Different duty cycles call for different solutions. While an electric version of Daily, the lightest model in its line-up, is available, Iveco is not switching to battery power across its entire range. Compressed natural gas (CNG) and liquefied natural gas (LNG) are its preferred alternative fuels for its heavier models.

Currently only sold as a 4×2, Iveco’s new gas-powered Stralis NP 460 tractor unit will debut in 6×2 guise for 44-tonne operation in the UK towards the end of this year.

The extra axle restricts the amount of space available on the chassis for the gas tanks however, and as a consequence, the 6×2 will need to be refuelled after 750km which means it has less than half of the 4×2’s available range.

Although there may have to be compromise sometimes, interest in gaseous fuels is nevertheless rising, says Webster.

“The recently-published Shell Rimula 2017 Truck Buyers’ Survey found that three out of ten operators are planning to consider alternative fuels – any fuel other than diesel – as part of their vehicle purchasing plans in 2018,” he points out.

The report adds that of those considering opting for alternative fuels this year, seven out of ten are putting gas at the top of their list.

Much of the interest is being driven by more challenging limits on emissions set to be introduced by local authorities across the UK. They understandably wish to cut harmful levels of NOx and particulates and manufacturers are embracing the challenge, but they would find it easier to meet if greater guidance were to be provided by central government.

Other trends are changing the face of the market says Webster, including what he believes is a growing interest in lighter-weight trucks.

I’ve got in mind are models that are perceived as being friendlier, compact and more acceptable on the high street,” he says. That includes Iveco’s own Daily-based 7.0- and 7.2-tonners which accounted for approximately 1,000 of the company’s UK registrations last year.

Grossing at from 3.5 tonnes, Daily is now being promoted under the Blue Power banner, with gas and Euro 6 diesel models available alongside the aforementioned electric variant.

“Demand for traditional 7.5-tonners has strengthened too but there is some evidence of a move towards 10- and 12-tonners and there are definite signs of growth at 15 to 16 tonnes,” Webster adds. “It seems that 15/16 tonners are starting to take some sales away from traditional 18-tonners on work where payload is not a critical factor.”

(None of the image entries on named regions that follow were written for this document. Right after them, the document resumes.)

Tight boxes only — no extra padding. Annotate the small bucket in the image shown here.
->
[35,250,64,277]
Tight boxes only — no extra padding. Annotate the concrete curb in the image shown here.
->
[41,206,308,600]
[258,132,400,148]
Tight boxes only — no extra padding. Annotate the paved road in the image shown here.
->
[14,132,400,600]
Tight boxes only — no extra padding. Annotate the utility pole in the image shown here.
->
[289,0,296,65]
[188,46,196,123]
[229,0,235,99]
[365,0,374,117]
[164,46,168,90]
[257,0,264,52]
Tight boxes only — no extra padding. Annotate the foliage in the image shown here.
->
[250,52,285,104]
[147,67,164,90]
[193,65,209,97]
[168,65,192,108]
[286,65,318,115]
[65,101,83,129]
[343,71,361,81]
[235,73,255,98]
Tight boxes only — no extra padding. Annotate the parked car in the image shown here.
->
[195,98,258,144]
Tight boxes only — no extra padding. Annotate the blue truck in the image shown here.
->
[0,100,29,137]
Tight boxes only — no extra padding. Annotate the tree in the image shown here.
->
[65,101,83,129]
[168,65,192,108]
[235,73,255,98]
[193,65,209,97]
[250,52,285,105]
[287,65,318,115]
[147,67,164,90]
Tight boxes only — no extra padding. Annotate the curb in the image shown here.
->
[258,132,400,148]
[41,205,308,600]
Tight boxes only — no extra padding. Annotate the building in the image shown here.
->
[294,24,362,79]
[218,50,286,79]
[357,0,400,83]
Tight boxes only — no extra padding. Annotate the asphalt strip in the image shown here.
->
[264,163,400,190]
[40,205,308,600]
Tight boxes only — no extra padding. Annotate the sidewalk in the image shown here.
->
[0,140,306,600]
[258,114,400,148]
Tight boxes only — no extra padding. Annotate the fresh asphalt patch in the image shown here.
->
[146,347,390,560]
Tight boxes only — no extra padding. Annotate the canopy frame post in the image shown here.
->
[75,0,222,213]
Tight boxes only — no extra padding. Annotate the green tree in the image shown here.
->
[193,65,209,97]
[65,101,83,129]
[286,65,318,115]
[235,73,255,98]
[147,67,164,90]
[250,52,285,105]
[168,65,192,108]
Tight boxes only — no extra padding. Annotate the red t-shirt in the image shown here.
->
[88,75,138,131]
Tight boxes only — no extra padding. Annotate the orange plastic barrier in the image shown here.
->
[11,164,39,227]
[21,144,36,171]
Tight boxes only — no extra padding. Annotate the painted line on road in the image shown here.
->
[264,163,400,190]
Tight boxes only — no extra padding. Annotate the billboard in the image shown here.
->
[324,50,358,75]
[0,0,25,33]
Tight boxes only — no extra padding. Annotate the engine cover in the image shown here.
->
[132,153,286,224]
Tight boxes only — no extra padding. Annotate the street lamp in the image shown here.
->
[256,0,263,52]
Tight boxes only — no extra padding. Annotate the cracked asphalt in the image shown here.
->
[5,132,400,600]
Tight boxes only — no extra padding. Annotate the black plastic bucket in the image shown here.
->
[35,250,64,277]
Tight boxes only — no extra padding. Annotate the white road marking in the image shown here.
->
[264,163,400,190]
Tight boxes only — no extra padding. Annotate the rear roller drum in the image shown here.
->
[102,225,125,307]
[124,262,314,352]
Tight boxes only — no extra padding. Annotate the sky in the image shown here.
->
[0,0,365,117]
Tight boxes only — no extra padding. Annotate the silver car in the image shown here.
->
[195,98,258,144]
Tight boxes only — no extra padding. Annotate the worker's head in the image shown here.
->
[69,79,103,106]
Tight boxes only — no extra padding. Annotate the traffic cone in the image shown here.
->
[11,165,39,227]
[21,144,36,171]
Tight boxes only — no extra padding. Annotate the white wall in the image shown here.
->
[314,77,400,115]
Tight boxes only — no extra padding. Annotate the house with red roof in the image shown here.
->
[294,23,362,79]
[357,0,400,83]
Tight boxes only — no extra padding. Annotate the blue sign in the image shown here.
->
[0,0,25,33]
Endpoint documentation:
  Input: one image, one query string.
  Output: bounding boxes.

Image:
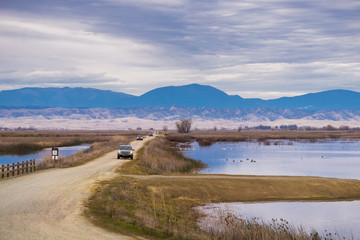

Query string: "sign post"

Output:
[51,147,59,167]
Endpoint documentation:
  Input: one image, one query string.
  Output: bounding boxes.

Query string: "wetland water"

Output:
[182,140,360,239]
[198,201,360,239]
[182,140,360,179]
[0,144,91,165]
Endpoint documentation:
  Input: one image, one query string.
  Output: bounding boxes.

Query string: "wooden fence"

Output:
[1,159,36,178]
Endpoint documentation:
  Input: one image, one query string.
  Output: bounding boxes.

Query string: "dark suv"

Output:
[118,145,134,159]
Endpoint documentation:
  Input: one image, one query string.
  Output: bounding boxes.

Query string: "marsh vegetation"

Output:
[86,134,360,239]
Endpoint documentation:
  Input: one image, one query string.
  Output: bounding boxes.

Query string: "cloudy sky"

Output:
[0,0,360,99]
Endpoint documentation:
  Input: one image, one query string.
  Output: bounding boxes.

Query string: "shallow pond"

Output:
[198,201,360,239]
[0,144,91,165]
[181,140,360,179]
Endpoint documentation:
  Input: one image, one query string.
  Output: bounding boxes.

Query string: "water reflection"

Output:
[0,144,91,165]
[183,140,360,179]
[198,201,360,239]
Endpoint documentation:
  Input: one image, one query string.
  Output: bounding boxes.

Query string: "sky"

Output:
[0,0,360,99]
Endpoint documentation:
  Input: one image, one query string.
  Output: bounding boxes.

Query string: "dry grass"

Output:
[86,177,205,239]
[86,175,360,240]
[167,130,360,146]
[120,137,206,174]
[86,135,360,240]
[136,175,360,202]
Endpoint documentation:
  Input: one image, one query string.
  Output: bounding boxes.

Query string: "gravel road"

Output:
[0,138,150,240]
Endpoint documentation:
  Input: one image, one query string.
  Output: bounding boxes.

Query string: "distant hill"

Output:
[262,90,360,110]
[137,84,249,108]
[0,84,360,111]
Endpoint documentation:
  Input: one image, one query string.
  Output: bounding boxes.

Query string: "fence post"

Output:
[33,159,36,172]
[16,162,20,175]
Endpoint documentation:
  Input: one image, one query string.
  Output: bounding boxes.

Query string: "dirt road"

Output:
[0,138,149,240]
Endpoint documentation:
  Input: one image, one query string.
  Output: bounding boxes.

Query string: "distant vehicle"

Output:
[118,145,134,159]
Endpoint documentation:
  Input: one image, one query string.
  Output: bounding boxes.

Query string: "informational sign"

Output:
[51,148,59,160]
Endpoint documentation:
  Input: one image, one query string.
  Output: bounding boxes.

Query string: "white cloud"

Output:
[0,0,360,98]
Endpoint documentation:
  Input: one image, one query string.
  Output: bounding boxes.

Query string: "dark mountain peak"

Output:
[0,84,360,111]
[139,84,245,108]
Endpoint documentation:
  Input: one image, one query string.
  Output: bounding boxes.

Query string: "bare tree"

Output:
[175,119,192,133]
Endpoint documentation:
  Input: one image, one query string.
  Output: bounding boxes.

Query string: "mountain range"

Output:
[0,84,360,112]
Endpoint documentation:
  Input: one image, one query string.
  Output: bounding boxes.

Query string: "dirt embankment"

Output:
[0,138,149,240]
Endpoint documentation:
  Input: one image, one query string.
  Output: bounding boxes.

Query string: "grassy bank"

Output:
[119,137,206,175]
[86,135,360,239]
[87,176,360,239]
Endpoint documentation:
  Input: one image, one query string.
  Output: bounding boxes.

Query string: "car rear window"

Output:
[120,146,132,150]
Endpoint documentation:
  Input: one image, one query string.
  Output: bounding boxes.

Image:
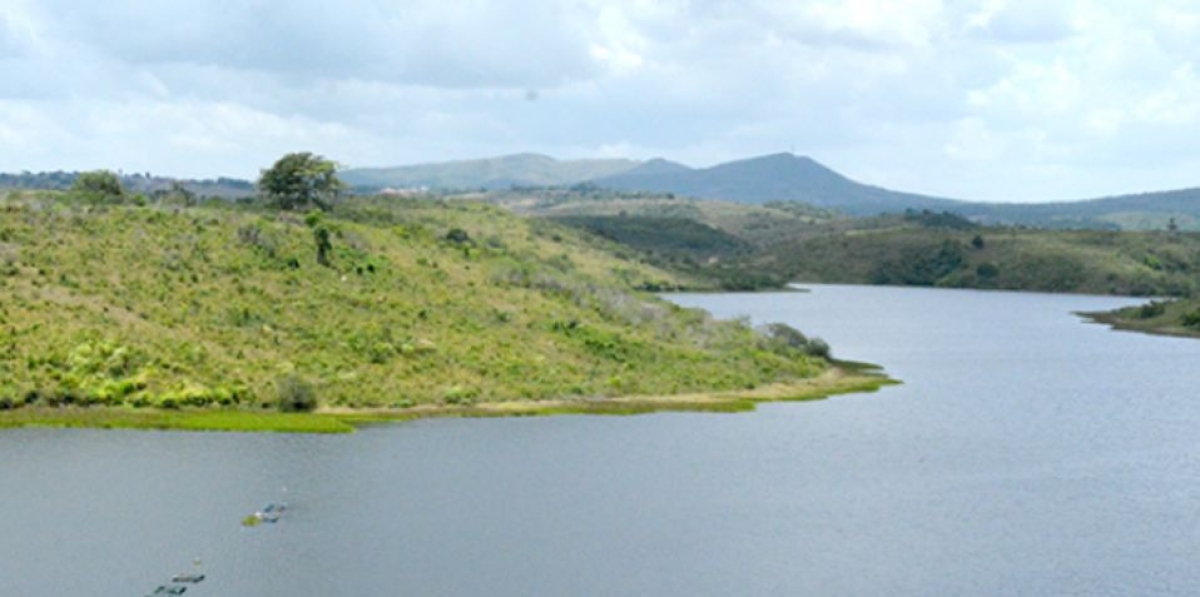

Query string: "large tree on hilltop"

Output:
[258,151,346,210]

While 18-tonners remain popular there is no doubt that they are under pressure says Webster, not solely from 15/16 tonners, but from 26-tonners as well.

“An operator with a 6×2 rigid can carry far more within the same on-road footprint and at hardly any difference to operating costs or even purchase price,” he comments.

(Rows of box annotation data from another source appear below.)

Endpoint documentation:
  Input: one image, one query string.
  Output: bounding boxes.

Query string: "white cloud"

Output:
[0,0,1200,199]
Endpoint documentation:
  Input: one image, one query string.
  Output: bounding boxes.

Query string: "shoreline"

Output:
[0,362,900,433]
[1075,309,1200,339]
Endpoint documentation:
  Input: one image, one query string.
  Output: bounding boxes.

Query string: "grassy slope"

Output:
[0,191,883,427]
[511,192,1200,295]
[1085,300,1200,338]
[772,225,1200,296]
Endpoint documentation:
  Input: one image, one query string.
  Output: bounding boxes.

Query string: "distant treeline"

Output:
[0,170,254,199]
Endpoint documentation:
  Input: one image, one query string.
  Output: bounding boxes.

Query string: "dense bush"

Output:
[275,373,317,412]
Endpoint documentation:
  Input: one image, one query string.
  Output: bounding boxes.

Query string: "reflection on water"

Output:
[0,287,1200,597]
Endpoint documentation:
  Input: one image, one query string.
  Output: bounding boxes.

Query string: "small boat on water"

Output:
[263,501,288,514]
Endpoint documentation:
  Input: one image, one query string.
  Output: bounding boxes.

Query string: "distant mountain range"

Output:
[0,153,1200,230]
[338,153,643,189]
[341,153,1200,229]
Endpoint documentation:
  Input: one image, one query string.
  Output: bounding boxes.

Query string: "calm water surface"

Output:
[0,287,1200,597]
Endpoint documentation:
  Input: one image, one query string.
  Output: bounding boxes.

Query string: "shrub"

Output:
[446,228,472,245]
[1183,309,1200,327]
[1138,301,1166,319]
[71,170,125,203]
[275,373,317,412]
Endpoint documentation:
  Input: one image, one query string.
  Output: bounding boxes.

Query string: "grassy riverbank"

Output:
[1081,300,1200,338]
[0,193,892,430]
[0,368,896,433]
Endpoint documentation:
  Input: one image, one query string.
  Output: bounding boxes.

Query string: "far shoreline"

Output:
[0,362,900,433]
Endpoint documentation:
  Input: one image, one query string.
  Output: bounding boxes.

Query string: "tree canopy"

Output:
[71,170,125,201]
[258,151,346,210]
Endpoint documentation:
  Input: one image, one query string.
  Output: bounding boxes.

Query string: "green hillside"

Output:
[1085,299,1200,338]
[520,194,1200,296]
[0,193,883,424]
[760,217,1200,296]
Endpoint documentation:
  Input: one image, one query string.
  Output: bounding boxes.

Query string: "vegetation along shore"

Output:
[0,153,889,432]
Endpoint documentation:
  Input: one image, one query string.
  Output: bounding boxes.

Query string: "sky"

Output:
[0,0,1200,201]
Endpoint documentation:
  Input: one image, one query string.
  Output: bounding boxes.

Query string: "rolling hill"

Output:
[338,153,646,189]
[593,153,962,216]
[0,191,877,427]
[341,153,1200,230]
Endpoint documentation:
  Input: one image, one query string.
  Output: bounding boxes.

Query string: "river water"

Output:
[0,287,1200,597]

“The waste and environmental sector appeared to regain much of its confidence in 2017,” he continues; and three-axle rigids benefited as a consequence.

That’s good news for Iveco’s new Stralis X-Way; a specialist line-up of rigids and tractor units marketed in two-, three-, and four-axle guise and capable of working in arduous conditions, including running on and off landfill sites.

Waste is not the only sector Iveco is targeting with X-Way. It is also aiming at the construction industry and hauliers transporting powders, grain, and animal feed.

Making Stralis NP available at 460hp and as a 6×2 will propel it straight into the mainstream of the tractor unit sector. It is a sector that looks set to remain healthy says Webster.

“We don’t believe that the bottom is going to fall out of the tractor market,” he says.